May 10, 2012 Russ Tarby Uncategorized
Runners and walkers will gather at Jamesville Beach Park this weekend to help Central New Yorkers suffering from celiac disease, an autoimmune disorder of the small intestine. People who have it must adopt gluten-free diets.
Registration starts at 10 a.m. and the Celiac Walk begins at 11 a.m. Saturday, May 12, at Jamesville Beach Park. Participants can either walk one mile or run a five-kilometer cross country course.
Registration fee is $20 for adults or $8 for children ages 12 and younger. Everyone who registers gets a T-shirt, and there will be gluten-free food samples offered by local restaurants and businesses along with games, bubbles and face-painting for kids. Participants are encouraged to bring gluten-free non-perishable food items to donate to the Food Bank of CNY; 699-2509.
The Syracuse Chiefs host the Durham Bulls at 7 p.m. Thursday, May 10, and then Thruway rivals the Rochester Red Wings swoop into Alliance Bank Stadium for International League games at 7 p.m. Friday, May 11, 2 p.m. Saturday and Sunday, May 12 and 13, and noon on Monday, May 14.

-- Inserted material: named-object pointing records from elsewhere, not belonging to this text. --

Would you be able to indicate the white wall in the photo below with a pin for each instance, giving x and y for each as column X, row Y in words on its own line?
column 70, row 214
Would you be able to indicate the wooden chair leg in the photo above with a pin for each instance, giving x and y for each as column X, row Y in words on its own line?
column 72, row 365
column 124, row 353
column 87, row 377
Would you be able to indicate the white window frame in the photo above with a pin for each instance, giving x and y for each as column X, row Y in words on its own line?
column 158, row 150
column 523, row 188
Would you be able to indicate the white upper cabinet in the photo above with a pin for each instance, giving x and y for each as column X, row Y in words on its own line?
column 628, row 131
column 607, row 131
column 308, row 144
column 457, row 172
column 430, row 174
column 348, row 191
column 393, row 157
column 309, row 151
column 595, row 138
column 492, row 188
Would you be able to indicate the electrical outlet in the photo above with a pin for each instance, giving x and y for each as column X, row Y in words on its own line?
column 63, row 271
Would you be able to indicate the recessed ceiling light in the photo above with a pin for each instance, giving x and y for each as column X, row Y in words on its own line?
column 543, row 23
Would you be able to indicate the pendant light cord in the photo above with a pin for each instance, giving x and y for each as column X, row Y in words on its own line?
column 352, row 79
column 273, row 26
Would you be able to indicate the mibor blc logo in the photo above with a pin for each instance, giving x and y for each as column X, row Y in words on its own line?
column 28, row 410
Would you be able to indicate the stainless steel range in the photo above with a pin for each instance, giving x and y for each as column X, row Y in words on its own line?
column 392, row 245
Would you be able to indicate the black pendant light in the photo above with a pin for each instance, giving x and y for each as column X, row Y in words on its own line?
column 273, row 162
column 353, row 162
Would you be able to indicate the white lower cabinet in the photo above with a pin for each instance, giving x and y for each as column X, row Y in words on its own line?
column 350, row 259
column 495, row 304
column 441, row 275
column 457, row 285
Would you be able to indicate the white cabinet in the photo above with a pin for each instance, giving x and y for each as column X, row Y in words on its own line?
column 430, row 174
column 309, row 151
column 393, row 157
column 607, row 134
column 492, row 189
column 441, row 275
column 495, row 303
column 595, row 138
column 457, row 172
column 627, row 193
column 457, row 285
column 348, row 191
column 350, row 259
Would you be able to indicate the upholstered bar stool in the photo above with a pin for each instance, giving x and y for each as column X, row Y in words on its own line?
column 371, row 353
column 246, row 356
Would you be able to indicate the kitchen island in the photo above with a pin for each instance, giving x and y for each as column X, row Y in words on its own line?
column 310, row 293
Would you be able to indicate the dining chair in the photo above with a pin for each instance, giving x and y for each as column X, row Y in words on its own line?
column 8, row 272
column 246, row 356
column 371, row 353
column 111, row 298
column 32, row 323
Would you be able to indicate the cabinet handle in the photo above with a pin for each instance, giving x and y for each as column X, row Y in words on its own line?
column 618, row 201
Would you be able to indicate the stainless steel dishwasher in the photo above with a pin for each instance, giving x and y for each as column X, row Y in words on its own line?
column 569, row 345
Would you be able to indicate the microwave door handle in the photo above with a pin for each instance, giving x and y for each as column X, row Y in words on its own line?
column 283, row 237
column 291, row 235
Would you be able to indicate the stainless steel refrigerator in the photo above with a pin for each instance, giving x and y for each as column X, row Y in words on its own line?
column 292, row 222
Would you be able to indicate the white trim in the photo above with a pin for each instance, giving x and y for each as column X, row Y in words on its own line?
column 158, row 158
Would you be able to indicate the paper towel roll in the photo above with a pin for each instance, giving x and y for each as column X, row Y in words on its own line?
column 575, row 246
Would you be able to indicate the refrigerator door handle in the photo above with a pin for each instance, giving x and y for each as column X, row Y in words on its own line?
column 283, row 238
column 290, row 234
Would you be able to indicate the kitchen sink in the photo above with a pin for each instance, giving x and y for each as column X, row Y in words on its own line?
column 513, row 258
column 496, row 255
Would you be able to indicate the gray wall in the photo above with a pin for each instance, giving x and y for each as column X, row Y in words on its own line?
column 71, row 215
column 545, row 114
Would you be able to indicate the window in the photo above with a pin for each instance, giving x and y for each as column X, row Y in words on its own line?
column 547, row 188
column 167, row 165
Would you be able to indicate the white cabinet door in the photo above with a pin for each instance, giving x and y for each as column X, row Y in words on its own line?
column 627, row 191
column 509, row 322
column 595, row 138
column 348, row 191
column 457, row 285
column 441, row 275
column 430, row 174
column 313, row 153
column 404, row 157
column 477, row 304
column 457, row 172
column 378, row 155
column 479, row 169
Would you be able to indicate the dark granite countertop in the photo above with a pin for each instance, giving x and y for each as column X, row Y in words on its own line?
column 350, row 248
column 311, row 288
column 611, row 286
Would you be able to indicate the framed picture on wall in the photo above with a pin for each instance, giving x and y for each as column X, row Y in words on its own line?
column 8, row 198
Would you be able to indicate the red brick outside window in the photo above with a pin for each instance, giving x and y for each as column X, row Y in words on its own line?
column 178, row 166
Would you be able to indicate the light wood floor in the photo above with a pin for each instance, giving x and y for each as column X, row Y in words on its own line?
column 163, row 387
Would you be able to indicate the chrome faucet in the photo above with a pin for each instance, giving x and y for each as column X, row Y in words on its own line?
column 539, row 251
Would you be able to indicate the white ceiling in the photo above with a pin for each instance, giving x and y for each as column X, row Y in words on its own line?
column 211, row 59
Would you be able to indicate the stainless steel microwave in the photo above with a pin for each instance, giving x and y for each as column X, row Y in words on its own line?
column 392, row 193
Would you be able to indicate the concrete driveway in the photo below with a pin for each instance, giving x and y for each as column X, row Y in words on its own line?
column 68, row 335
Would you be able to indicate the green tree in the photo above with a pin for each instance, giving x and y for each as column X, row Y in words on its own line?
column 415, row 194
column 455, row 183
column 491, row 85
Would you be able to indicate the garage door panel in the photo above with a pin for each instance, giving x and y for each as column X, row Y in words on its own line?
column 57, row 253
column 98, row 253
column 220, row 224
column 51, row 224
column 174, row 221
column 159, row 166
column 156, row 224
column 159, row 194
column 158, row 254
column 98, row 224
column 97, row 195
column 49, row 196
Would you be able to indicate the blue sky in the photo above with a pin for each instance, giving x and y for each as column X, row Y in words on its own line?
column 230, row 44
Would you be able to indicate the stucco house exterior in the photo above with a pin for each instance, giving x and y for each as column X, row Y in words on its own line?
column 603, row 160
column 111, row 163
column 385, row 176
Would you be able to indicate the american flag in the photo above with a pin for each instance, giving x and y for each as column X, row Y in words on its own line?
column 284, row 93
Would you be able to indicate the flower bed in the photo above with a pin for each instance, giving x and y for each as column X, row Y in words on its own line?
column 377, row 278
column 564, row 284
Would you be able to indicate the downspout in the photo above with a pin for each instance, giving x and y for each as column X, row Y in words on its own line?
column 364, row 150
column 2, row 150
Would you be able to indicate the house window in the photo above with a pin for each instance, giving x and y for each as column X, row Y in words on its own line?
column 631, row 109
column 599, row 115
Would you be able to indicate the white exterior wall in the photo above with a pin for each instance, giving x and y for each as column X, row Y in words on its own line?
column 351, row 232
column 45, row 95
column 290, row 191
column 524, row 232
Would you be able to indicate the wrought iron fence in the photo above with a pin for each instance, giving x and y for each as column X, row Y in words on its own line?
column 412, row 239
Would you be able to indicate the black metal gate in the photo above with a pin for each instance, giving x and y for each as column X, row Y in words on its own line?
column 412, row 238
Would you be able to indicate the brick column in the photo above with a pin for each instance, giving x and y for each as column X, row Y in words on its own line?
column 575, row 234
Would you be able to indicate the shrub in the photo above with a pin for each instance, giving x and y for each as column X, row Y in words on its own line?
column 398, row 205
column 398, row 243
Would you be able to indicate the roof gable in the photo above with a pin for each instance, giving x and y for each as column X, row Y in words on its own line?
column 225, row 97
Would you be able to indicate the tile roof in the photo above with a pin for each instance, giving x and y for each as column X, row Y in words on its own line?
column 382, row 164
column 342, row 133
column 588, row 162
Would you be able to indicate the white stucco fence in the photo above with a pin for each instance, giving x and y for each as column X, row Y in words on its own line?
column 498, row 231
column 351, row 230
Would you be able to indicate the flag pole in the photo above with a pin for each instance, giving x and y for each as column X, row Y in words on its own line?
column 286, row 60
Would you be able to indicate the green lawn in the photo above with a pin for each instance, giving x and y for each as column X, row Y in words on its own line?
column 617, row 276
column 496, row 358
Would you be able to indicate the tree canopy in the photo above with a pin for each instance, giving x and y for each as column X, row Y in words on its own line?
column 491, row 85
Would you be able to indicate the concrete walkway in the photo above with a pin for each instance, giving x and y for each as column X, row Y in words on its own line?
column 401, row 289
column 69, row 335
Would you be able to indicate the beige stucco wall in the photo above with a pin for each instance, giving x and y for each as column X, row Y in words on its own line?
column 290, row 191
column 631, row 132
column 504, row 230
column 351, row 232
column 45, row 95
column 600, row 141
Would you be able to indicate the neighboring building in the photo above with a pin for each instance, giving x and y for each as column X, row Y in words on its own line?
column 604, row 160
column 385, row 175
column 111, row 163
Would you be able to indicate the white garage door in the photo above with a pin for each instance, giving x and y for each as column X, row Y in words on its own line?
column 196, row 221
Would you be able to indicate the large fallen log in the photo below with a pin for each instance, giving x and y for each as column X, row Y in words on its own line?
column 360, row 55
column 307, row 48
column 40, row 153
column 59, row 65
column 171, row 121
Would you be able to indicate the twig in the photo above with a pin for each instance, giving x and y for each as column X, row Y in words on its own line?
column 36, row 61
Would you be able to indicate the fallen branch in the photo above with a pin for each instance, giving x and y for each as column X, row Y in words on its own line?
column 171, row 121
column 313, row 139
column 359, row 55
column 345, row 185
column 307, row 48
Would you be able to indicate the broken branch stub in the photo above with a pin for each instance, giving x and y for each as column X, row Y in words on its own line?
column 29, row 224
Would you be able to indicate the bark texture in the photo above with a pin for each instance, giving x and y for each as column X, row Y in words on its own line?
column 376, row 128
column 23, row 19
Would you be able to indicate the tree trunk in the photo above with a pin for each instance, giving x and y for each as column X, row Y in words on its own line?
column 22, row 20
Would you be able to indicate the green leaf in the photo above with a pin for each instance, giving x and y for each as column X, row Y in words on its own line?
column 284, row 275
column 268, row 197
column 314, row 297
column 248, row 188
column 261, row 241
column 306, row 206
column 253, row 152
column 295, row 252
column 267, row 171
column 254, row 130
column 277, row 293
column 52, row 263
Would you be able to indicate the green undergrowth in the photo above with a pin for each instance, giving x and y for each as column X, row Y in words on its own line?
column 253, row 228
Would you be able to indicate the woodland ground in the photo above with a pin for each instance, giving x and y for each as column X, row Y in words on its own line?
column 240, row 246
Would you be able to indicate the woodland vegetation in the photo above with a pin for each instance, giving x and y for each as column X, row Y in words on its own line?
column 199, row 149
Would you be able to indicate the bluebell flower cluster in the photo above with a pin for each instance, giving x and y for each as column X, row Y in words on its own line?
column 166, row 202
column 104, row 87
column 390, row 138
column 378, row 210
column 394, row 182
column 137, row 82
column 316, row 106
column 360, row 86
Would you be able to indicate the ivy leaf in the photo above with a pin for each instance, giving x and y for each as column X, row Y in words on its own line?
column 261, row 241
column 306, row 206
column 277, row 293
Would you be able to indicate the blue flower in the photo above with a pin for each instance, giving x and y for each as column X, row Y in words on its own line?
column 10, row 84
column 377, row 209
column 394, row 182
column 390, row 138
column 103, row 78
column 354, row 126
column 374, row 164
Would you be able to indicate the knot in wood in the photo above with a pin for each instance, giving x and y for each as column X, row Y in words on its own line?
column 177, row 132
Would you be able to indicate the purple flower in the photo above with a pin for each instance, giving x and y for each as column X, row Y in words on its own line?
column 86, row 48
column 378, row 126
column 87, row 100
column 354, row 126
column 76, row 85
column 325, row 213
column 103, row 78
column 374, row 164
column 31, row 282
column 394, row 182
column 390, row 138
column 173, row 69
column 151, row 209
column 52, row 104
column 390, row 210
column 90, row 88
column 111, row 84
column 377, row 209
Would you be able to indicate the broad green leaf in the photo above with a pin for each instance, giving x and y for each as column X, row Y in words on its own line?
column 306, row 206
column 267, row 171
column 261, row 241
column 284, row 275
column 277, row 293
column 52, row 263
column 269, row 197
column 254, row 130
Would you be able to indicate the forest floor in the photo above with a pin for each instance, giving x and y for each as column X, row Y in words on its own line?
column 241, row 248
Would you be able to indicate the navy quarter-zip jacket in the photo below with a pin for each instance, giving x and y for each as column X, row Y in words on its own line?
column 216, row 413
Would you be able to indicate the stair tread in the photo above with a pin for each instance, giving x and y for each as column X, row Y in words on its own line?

Durham is the top farm team of the American League’s Tampa Bay Rays, the Red Wings are affiliated with the Minnesota Twins, and the Chiefs are the Triple-A farmhands of the Washington Nationals.
Field-level ticket prices at ABS range from $9 to $20, while upper-deck seats cost $8, and $4 for kids and seniors. Parking costs $5 per vehicle; 474-7833; syracusechiefs.com.
When the French ventured to the land of the Haudenosaunee (Iroquois) in the mid-1650s to build a mission, the site they chose was a little lake called Gannentaha. Today we know it as Onondaga Lake.
Local historian Jon Anderson will play the part of a 17th Century Jesuit missionary to shed light on those long-ago events at 7 p.m. Thursday, May 17, at the Liverpool Public Library, 310 Tulip St., in Liverpool. The presentation is free.
Onondaga Lake became a stage for a historical drama woven into the larger New World Native American and European cross-cultural saga, Anderson said. His presentation will reflect upon the missionary accounts of the lake; 457-0310, lpl.org.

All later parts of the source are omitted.